La concurrence inéquitable créée par des e-commerçants, sans réseau physique de magasins, localisés en UK ou au Luxembourg, parfois créés par des talents passés par les meilleures écoles française, et célébrés dans des temples tel Station F, un bon sujet d'étude pour Olivia Grégoire, la Ministre chargée des PME et du Commerce, qui annonçait dans le Journal du Dimanche hier la création du Conseil National du Commerce, opérationnel dès le 1er Décembre.

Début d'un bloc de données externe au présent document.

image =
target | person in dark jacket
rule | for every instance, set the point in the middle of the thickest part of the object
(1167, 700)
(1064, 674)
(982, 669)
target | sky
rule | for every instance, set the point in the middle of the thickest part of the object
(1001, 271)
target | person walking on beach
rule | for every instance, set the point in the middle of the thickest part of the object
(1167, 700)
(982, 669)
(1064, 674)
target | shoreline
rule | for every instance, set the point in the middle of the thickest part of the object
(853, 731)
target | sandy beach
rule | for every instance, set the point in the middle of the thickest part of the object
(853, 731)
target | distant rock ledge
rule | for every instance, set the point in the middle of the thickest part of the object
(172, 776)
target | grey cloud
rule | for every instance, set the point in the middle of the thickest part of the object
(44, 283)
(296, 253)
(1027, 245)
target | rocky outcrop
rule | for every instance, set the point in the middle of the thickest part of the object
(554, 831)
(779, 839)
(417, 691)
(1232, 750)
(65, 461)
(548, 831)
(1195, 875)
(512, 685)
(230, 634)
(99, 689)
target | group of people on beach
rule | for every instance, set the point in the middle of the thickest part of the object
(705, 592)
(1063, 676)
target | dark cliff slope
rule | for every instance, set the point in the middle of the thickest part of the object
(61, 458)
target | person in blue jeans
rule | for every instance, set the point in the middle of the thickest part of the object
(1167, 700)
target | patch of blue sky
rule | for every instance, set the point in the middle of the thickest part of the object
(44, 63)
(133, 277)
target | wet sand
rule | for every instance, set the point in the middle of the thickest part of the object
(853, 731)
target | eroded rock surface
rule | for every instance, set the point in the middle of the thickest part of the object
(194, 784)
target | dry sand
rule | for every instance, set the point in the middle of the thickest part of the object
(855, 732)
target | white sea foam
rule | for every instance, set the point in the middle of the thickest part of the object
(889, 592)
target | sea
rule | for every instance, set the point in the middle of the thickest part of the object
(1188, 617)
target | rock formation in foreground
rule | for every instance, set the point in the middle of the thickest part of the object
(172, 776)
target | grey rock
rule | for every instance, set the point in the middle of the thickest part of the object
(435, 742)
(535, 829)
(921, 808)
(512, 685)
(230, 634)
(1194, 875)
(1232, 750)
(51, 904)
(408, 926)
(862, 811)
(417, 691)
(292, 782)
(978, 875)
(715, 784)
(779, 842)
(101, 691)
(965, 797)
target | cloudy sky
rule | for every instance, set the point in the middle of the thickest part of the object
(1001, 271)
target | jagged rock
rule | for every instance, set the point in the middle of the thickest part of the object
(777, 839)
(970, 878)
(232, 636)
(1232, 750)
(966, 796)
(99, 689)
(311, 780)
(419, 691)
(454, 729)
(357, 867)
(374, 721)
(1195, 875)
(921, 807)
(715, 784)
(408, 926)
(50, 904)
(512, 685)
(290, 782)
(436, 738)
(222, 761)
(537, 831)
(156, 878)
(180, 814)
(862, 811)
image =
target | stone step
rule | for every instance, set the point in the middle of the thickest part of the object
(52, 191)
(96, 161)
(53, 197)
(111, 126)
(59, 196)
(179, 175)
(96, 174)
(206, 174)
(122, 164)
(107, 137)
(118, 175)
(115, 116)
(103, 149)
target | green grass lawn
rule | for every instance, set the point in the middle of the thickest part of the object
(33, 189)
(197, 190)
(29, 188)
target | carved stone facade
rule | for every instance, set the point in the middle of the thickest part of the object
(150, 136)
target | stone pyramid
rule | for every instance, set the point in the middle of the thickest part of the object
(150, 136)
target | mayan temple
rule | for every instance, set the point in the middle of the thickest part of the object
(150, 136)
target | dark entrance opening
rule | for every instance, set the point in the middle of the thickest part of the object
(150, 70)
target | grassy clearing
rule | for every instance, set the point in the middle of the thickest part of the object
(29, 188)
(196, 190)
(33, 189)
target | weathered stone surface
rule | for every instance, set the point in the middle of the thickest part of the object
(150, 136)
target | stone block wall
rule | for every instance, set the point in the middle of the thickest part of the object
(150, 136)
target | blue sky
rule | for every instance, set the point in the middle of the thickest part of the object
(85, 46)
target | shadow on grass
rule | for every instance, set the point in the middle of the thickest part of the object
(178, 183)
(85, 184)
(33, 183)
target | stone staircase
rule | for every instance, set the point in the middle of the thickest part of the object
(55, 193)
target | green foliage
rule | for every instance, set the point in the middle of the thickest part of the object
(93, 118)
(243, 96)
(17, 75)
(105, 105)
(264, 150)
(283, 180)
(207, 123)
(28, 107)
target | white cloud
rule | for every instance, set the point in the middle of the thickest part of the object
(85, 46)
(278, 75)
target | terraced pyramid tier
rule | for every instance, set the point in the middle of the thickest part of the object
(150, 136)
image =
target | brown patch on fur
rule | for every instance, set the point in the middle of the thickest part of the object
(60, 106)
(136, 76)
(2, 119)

Reclameici.fr, l'initiative heureuse ?
C'est parce qu'il a constaté que de nombreux clients et consommateurs peuvent être floués, voire carrément escroqués ou vivent l'enfer qui consiste à tenter de joindre un service client, alors que l'expérience client n'a pas été conforme à la promesse commerciale ou au bon de commande, que Nicolas Lemonnier a créé Reclameici.fr. Le site, sur le modèle de sites déjà créés au Portugal ou au Brésil, joue le rôle que tient peu ou prou Julien Courbet sur RTL, dans "Ça peut vous arriver”: “En médiatisant les affaires commerciales non résolues, en donnant de l'audience à des réclamations fondées de consommateurs, nous parvenons à faire réagir les marques, indique l'entrepreneur. Darty et la Fnac, par exemple, sont vertueux et s'occupent des réclamations déposées sur notre site. Pour d'autres, on constate que la volonté de laisser pourrir la situation fait partie du modèle. Celui de nombreuses start-up et de certains e-marchands doit être questionné” ajoute-t-il. Dans quelques semaines, il envisage de créer un service sur mesure, probablement facturé, dans lequel Reclameici.fr prendra en charge la gestion et la résolution du problème, si elle est possible. D'ici là et lorsque le dépôt de bilan de Made.com surviendra, ce qui est désormais fort probable, qui va rembourser Kirsten Vangsgaard et ses compagnons d'infortune ?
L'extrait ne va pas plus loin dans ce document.